El victimario patrio
Por Francisco Collado , 20 agosto, 2020
El victimario patrio se convierte a pasos agigantados en una lacra mediática y social. El victimista hace aquello que mejor sabe hacer: berrear, jimplar y ejercer de plañidera cuando a él, o a los de su cuerda, no le salen las cuentas. Los victimistas ejercen su oficio con notable habilidad y escasos resultados. La estrategia del lloriqueo, del “mamá pupita” ya no cala en una sociedad hastiada de personajes que tratan de inspirar lástima o de culpar a los demás de sus cuitas y sus miserias personales. El plañidero profesional gusta del ocio y de marmonear. Es adicto a sestear intelectualmente y levantarse tan sólo para jimplar un ratito. Para ejercer su única faena de elevar un miserere por si mismo. Un “apiádate de mí, tan perseguido”, cuya letra haría las delicias de los compositores sacros del Renacimiento. La queja visceral de estos manipuladores siempre pasa por culpar a otros de su propia necedad, ejercer el chantaje emocional o simplemente hacer ebullicionar el mundo mediático con declaraciones vacuas, pero controvertidas. Inanes, pero ensortijadas.

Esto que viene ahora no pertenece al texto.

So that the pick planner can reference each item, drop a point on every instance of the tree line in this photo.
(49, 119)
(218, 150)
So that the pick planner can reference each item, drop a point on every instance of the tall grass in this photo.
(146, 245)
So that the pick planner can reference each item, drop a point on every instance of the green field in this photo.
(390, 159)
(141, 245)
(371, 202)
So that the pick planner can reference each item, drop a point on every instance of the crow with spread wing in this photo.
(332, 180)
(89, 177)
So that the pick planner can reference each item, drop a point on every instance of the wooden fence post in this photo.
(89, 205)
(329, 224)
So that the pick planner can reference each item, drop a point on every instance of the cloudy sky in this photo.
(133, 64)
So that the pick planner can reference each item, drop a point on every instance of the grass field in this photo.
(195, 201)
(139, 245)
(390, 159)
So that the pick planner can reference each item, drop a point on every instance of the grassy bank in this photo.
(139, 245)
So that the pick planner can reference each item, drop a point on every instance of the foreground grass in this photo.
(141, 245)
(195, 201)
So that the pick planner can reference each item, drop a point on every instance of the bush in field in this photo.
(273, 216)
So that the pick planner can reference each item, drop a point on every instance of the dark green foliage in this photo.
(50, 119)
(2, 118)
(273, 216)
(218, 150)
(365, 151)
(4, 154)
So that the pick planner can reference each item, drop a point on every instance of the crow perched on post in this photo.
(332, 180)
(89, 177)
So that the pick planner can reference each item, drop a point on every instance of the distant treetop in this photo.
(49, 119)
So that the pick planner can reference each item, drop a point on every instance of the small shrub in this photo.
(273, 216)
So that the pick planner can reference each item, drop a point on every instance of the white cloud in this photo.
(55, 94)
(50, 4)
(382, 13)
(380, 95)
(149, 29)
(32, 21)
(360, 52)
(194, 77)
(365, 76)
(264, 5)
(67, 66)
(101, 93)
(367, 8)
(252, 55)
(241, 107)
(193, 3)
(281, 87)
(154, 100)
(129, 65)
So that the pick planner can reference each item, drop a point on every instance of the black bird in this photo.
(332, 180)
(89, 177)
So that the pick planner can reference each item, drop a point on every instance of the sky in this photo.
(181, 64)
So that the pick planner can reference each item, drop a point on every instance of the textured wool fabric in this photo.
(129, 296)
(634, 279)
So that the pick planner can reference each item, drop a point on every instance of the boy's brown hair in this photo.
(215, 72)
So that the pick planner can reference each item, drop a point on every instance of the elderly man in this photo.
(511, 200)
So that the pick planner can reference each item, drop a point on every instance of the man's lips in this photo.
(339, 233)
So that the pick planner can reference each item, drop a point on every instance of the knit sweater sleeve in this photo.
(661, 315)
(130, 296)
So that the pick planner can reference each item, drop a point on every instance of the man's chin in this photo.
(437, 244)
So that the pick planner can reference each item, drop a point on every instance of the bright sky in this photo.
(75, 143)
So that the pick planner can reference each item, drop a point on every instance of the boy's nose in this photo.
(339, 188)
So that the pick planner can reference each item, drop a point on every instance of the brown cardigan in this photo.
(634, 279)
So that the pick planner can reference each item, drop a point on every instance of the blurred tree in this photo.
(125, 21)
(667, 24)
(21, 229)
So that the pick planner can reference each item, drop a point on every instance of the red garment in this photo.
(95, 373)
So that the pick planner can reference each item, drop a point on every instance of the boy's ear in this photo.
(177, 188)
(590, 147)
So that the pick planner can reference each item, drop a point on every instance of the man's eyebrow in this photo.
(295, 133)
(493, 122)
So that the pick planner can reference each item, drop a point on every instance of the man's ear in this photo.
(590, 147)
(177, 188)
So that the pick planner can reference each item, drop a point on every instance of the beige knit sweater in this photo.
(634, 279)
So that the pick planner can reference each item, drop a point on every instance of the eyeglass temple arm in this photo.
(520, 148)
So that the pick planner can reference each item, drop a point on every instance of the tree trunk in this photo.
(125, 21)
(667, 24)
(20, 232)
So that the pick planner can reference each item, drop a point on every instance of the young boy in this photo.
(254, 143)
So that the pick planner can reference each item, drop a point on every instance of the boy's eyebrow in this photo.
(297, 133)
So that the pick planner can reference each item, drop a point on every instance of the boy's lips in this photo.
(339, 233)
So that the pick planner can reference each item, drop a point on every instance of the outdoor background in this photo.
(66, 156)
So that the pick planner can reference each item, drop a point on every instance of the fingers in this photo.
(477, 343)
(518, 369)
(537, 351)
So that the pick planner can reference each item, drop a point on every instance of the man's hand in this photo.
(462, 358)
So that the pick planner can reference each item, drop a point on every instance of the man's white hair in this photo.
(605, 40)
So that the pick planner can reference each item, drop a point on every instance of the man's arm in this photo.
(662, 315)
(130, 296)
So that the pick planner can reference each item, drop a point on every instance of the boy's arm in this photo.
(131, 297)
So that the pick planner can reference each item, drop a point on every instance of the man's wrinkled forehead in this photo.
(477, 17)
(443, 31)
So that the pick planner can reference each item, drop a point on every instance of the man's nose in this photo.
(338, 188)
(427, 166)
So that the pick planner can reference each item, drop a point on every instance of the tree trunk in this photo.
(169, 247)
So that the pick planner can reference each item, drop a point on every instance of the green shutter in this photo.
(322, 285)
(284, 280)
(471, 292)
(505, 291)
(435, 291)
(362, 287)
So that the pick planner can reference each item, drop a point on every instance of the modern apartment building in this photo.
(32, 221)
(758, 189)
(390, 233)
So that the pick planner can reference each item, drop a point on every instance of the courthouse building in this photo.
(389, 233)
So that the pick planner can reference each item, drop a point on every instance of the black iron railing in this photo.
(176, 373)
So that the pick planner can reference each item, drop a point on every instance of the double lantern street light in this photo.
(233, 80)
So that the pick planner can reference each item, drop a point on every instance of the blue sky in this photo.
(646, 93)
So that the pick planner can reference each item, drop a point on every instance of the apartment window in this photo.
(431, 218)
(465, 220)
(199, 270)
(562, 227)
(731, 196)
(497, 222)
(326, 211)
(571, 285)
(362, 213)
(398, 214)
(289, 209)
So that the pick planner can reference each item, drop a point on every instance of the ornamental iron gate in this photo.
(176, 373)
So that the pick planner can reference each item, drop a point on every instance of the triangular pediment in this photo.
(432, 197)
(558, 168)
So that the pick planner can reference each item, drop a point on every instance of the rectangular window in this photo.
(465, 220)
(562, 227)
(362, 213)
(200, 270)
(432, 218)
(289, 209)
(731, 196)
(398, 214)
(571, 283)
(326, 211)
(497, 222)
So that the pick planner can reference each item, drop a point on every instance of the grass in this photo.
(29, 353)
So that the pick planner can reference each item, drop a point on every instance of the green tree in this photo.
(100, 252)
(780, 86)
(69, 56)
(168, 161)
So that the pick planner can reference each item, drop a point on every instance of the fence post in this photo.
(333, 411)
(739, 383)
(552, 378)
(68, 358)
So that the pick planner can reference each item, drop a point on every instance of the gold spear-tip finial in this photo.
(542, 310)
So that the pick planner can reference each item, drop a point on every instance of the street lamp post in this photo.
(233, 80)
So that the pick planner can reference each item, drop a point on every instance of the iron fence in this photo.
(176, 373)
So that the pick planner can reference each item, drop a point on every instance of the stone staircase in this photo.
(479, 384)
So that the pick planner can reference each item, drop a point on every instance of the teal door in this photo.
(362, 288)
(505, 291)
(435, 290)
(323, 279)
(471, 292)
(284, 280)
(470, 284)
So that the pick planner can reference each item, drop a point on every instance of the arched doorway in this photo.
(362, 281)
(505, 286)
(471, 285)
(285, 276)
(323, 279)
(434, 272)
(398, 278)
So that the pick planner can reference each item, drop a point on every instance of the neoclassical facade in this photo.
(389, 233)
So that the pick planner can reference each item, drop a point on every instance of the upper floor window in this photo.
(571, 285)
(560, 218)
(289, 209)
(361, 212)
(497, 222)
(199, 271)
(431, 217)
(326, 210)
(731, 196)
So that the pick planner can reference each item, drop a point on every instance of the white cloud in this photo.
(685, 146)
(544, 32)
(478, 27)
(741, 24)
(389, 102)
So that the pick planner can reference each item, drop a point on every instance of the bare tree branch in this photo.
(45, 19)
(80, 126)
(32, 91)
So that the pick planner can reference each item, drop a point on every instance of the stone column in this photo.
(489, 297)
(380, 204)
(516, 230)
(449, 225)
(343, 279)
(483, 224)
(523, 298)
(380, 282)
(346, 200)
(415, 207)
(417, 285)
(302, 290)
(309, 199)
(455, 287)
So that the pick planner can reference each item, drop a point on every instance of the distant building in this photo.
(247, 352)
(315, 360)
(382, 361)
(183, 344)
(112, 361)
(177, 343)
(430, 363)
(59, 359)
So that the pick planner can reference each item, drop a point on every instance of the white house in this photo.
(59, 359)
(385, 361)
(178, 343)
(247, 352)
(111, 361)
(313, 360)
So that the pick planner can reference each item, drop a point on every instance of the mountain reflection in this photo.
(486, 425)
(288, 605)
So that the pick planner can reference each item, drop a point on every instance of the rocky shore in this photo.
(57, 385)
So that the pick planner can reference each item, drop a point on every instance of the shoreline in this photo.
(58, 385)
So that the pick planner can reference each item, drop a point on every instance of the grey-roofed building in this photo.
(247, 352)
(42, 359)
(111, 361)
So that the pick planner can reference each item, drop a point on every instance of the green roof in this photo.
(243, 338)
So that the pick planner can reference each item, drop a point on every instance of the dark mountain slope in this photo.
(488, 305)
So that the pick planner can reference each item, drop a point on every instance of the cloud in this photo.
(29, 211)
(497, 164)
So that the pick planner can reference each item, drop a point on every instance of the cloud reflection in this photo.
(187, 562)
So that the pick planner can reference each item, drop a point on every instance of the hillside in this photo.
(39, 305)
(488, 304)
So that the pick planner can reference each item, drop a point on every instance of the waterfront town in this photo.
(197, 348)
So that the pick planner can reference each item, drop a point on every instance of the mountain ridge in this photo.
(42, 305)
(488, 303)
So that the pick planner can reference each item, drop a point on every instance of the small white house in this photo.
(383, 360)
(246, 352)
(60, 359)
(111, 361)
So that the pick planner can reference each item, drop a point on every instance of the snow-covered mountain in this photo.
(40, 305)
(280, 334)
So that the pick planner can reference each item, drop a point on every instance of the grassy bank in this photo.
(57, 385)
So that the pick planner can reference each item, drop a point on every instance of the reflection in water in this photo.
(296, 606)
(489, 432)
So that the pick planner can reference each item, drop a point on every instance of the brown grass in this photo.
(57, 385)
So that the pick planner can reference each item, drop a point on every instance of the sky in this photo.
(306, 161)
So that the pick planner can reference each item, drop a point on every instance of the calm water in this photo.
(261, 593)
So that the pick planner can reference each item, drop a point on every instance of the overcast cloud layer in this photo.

El cosmos del plañidero nacional es lúgubre y demagógico. Inmerso en su retórica de negativo fotográfico (el mundo al revés), incapaz de ver más allá de su sectarismo y su patología ideológica, destila una argumentación perversa, falaz y paranoide. El mundo está en mi contra. Cuando el victimismo se ejerce en modo colectivo, a nivel ideológico, extremista o corporativista, el mensaje que destila es básicamente perverso. El “mamá pupa” está siempre orientado a romper la convivencia o dinamitar la paz social desde una patología (o una felonía) colectiva. Estos artífices en la cultura de la queja poseen unos patrones de medidas demagógicos y casposos. Lejanos de cualquier ética o estética válida. Utilizan, con frecuencia, la retórica del punto medio y se complacen en jugar con la falacia. Sus parámetros se mueven en dimensiones escasamente integradoras (de hecho utilizan la desintegración como arma) y sus argumentos destilan un intenso aroma a subjetividad y un tufillo megalomaníaco. Sus especulaciones se basan en el ataque y la imposición. En el ninguneo ajeno y en la alabanza propia.
De plañideros y llorones varios, que harían avergonzarse a “La Llorona”, está habitado nuestro entorno con profusión y prodigalidad.
En Nuestros mass media, está anidada una concurrida colonia de esta variedad circense que es la “víctima propiciatoria”. Las lamentaciones de Jeremías se quedan en agua de borrajas al escuchar las declamaciones del victimario nacional. Voces que claman en el desierto para culpar “a los otros” de las perfidias provocadas por ellos. Ofendidos que olvidan que ellos fueron antaño los ofensores. Quejumbrosos profesionales que exponen sus cuitas, de escasa memoria y; más escasa aun; inteligencia.
Hacer zapping por las distintas propuestas televisivas es un no vivir. Encontrarse a todas horas con una Santa Compaña, afiliada a la queja y el lamento bíblico. No dialogan, sino que gimen. No argumentan, sino que practican el suspiro victimista y la tacañería intelectual. Los debates están adornados con sus gemidos y lamentaciones. Los diálogos teñidos de un “quejío” nada flamenco. La culpa siempre es de los otros, que suelen gastar rabo y tridente, mientras habitan en el azufre y el fuego del averno.
El victimista nacional es la actualización del niño zongolotino que acude a la profesora con una “pupita” en la rodilla para acusar a Bastían.
Sin darse cuenta de que Bastían, ese día ni siquiera había ido a clase. Ese es el nivel.